Open kyrollosyanny opened 2 years ago

kyrollosyanny commented 2 years ago

šŸš€ The feature, motivation and pitch

Feature

Adding levenberg-marquardt (LM) algorithm to Torch.Optim.

Motivation

Levenberg-Marquardt (LM), also known as damped least squares, is used to solve non-linear least squares. It converges much faster than gradient descent based methods (orders of magnitude faster). The algorithm needs access to the Jacobian matrix which makes it not suitable for problems with huge data. However, for many applications, like optical design, non-convex optimization, imaging systems design, the size of the network (or model) and data is manageable that LM algorithm provides much better solutions in a fraction of the time (seconds instead of hours). It will be extremely helpful to implement that in torch.optim.

Alternatives

Two alternatives exist

  1. I can try implementing it myself by calculating the Jacobian. However, the functions that PyTorch provides to do that are extremely slow.
  2. Another method that I routinely use is a recently published paper called: "DeepLM: Large-scale Nonlinear Least Squares on Deep Learning Frameworks using Stochastic Domain Decomposition". This paper and GitHub uses PyTorch and provides an approximate way to implement LM algorithm. However, the structure of their optimizer is very different than the familiar torch.optim and the code needs to be changed significantly to use this paper.

cc @vincentqb @jbschlosser @albanD

Chillee commented 2 years ago

I can try implementing it myself by calculating the Jacobian.
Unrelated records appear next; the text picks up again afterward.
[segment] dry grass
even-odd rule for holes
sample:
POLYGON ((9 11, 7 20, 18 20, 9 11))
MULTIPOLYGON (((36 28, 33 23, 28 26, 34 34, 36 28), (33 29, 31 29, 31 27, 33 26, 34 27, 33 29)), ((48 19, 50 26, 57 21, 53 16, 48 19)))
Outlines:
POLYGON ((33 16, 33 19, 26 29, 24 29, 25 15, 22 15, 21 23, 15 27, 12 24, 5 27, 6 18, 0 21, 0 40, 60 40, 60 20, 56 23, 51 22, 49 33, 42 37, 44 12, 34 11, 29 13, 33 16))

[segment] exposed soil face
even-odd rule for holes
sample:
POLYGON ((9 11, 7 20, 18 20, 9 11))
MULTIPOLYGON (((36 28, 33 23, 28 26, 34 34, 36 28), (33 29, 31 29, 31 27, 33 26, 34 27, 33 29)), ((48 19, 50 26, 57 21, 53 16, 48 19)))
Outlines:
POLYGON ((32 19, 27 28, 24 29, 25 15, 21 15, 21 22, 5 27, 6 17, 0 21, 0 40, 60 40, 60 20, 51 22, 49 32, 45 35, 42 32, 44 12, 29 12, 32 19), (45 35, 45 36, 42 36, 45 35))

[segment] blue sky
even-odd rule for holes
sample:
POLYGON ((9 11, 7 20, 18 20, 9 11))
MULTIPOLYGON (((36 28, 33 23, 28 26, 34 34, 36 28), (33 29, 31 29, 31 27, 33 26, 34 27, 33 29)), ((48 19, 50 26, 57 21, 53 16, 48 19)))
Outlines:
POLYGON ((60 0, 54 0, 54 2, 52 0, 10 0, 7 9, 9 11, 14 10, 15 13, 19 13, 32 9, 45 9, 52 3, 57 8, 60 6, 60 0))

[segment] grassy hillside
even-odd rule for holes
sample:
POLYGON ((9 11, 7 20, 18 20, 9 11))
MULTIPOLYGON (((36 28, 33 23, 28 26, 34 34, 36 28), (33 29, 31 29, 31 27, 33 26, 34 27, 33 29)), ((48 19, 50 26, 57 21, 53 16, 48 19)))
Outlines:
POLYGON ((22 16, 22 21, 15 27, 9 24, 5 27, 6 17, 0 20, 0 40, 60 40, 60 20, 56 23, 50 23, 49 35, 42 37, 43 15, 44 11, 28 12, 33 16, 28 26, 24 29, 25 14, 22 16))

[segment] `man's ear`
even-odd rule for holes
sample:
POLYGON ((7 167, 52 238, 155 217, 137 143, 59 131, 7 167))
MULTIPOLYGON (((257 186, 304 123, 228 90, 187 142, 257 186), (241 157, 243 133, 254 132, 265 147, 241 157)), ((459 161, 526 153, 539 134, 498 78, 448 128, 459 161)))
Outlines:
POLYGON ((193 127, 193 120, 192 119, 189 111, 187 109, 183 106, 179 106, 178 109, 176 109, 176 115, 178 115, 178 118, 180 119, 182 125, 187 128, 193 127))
However, the functions that PyTorch provides to do that are extremely slow.

You should try using functorch's APIs or pass vectorize=True to the jacobian computation.

kyrollosyanny commented 2 years ago

I can try implementing it myself by calculating the Jacobian. However, the functions that PyTorch provides to do that are extremely slow.

You should try using functorch's APIs or pass vectorize=True to the jacobian computation.

Thanks for your suggestion. Yes, I tried using vectorize=True and it is still very slow(minutes for each iteration). While, the DeepLM paper runs orders of magnitude faster (a second or so per iteration). If there is a way in PyTorch to save the Jacobian before computing the Jacobian-vector product, that would be extremely helpful. Also having LM is the most popular method for nonlinear least squares. Adding LM as a standard torch.optim module that would extremely helpful for the community.